7 Antworten auf Sozial bewegt im Social Web

  1. Manuela sagt:

    Endlich ist Social Media auch dort angekommen, wo es um wichtige Entscheidungen und Veränderungen geht. Dass mit einer Facebook Seite und ein paar „likes“ noch nicht getan ist liegt auf der Hand. Eine Hürde ist zwar genommen worden, der Aufbau von neuen Kommunikationsstrukturen steckt aber noch in den Kinderschuhen. Ich jedenfalls wünsche Caritas und Co, dass sie dieses Larvenstadium schnell überwinden. Wer weiß, vielleicht sehen dann auch bald die Kritiker von Social Media, dass die Sache doch nicht so einseitig ist. Durch die richtige Benutzung können die richtigen Mittel eben auch Wunder bewirken. Hoffen wir jedenfalls.

  2. [MARKED AS SPAM BY ANTISPAM BEE]
    Typisch an einer sozialen Bewegung ist, dass zunächst sehr offene informelle Organisationsformen vorherrschen. Im Allgemeinen beginnen bald nach dem Entstehen einer Bewegung die Menschen damit, Strukturen zu schaffen ( Vereine , Initiativen , u. ä.) Im weiteren Verlauf geschieht es oft, dass die Bewegung an Bedeutung verliert oder als nicht mehr relevant wahrgenommen wird, während Strukturen und Formen, die sich daraus entwickelt haben, weiter existieren und wirken.
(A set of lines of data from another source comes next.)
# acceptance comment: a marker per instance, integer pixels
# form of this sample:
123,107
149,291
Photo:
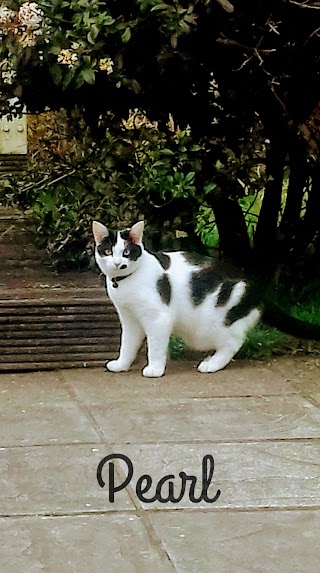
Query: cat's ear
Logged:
136,232
100,232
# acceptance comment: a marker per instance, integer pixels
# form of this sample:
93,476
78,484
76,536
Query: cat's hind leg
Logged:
219,360
231,342
132,337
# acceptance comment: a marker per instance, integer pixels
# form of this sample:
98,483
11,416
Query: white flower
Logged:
6,15
67,57
6,72
30,15
27,39
106,65
137,119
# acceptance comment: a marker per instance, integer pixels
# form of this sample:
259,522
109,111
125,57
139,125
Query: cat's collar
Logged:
116,280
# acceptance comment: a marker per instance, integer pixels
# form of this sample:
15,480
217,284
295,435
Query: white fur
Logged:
144,315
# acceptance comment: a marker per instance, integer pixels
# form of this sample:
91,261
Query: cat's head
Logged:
118,252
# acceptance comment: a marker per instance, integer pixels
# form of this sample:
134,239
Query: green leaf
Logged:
88,75
56,73
126,35
190,176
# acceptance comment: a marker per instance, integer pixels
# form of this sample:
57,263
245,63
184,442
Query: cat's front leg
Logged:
158,336
132,337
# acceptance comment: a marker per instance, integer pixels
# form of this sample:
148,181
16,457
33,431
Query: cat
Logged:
157,295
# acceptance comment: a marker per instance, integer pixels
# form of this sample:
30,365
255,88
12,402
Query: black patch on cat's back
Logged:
163,259
204,282
164,289
249,300
225,291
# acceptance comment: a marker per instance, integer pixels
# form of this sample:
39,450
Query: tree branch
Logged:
315,6
226,5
Oftmals wird dies als Tod einer Bewegung und Aufgabe der ursprünglichen Ziele verstanden. In diesem Zusammenhang wird an einigen Stellen auf die Notwendigkeit von Visionen und Träumen einer sozialen Bewegung als deren Beweggrund und antreibende Kraft hingewiesen.

  3. Larry Harris sagt:

    Seit 2002/2003 formiert sich in Deutschland und anderen Staaten der Europäischen Union zunehmend eine Bewegung gegen Sozialabbau. In dieser Bewegung treten Gruppen und Organisationen der Neuen Sozialen Bewegungen wie beispielsweise Attac zusammen mit den Verbänden der traditionellen sozialen Bewegungen wie linkssozialistischen und kommunistischen Parteien sowie Gewerkschaften auf. Sie protestieren gegen die Auswirkungen des Neoliberalismus und der wirtschaftlichen Globalisierung auch in den europäischen Industriestaaten.

  4. Clemens P. sagt:

    Ich kann mich Andreas Meinung nur anschließen. Vielleicht sind die Entscheidungsträger einfach noch im alten System „gefangen“ und müssen sich noch für neue Möglichkeiten öffnen, die ihnen sicherlich mit dem Social Web gegeben sind.

  5. Pingback: Social Media-Kultur und Nonprofits: Warum die kulturelle Krise eine Chance ist - anerkennung-sozial.de

  6. Martin sagt:

    Das ist ein sehr interessantes Beispiel mit den 728 zu 152.056 Stimmen! Zwei mögliche Erklärungen (neben wahrscheinlich noch vielen weiteren) kommen mir in den Sinn: Ich vermute (belegen kann ich das natürlich nicht), dass sich hier der Unterschied zwischen Einsatz für die Interessen anderer und der Einsatz für eigenen Interessen erkennen lässt. Und zum zweiten, du hast es in deinem Beitrag indirekt angedeutet, zeigt sich hier, dass es anscheinend bestimmte Szenen gibt, die sich stärker digital einbringen als andere. An genau diese beiden Schwierigkeiten müssen Verbände wie Caritas und Diakonie viel stärker ansetzen. Wir stehen hier ja auch erst am Anfang, sowohl was grundsätzlich Beteiligung als auch digitale Beteiligung angeht. Deshalb ist das Ergebnis von 728 Stimmern natürlich bedauerlich, aber das ist noch nicht das letzte Wort beim Thema (digitaler) Beteiligung. Denn Fußballtrainer wissen ja auch: Nach dem Spiel ist vor dem Spiel.

  7. Andreas Meiwes sagt:

    Die Social Media Guidelines sind online entstanden, weil Sie ja für diesen Bereich gemacht sind. Viele, ich behaupte die meisten, Entscheider im Bereich der Caritas sind aber online garnicht unterwegs. Daher müssen wir die sozusagen „analoge“ Diskussion darüber im Caritasverband erst noch führen. Denn, solange Entscheidungsträger und Mitarbeiter die Guidelines noch garnicht kennen, geschweige denn anwenden, können wir auch nicht online kampagnenfähig sein.
    Dabei stellen Facebook und Co. in Sachen Resonanz eine große Chance dar, wenn es gelingt die Caritas-affinen Personen zu aktivieren. Viele kleine Initativen schaffen es doch irgendwie mit relativ geringen Mitteln große Wirkung zu entfalten. Irgendwas macht die doch richtig.